Thanks Darren. Simon, great question, the – what you are seeing in the U.S. with the millimeter wave fixed wireless access is something we are excited about as a capability, not yet available in Canada as the spectrum hasn’t yet been released. But ostensibly, we would see broadband connectivity leveraging PureFibre, we are economically feasible as the first choice is, by far and away, the best technology to deliver a broadband experience or a wideband experience, if you will. We would leverage our 4G and 5G mobile assets for mobile broadband connectivity. And we have been using our mobile spectrum to support wireless high-speed Internet in some remote and rural areas. And that will continue to be an edge strategy, particularly in low-dense community environments.
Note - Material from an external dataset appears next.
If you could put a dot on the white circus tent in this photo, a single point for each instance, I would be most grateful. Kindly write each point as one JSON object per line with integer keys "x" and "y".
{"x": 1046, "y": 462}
And then when the fixed wireless millimeter wave spectrum becomes available, that will be probably the final piece in the connectivity jigsaw puzzle, if you will, excluding LEO satellite servicing areas where that plays a role. We would leverage fixed wireless access as one of our connectivity network measures to drive the widest possible extensible broadband coverage we can get. And of course, in some of those areas, you are going to be leveraging government subsidy where it’s available, as we have been doing very successfully for the past few years in remote and real communities. So really, it’s a mix of those technologies, Simon. And we would see, it will have a role to play. It will extend fixed network areas where maybe the geography or the cost in a term, particular terrain is prohibitive. And I will allow you to get that coverage – we will allow an attractive urban infill in certain circumstances, where tactically, you may want to deploy this in advance of a build that’s ongoing. So, we would expect to be utilizing the capability as soon as the spectrum is available.

Simon Flannery

Analyst

Great. Thanks for the color.

Robert Mitchell

Management

Thank you, Simon and thank you everyone for joining us today. Please feel free to reach out to the IR team with any follow-ups you may have. And with that, Mihai, back over to you.

Operator

Operator

This concludes the TELUS 2023 Q3 earnings conference call. Thank you for your participation and have a nice day.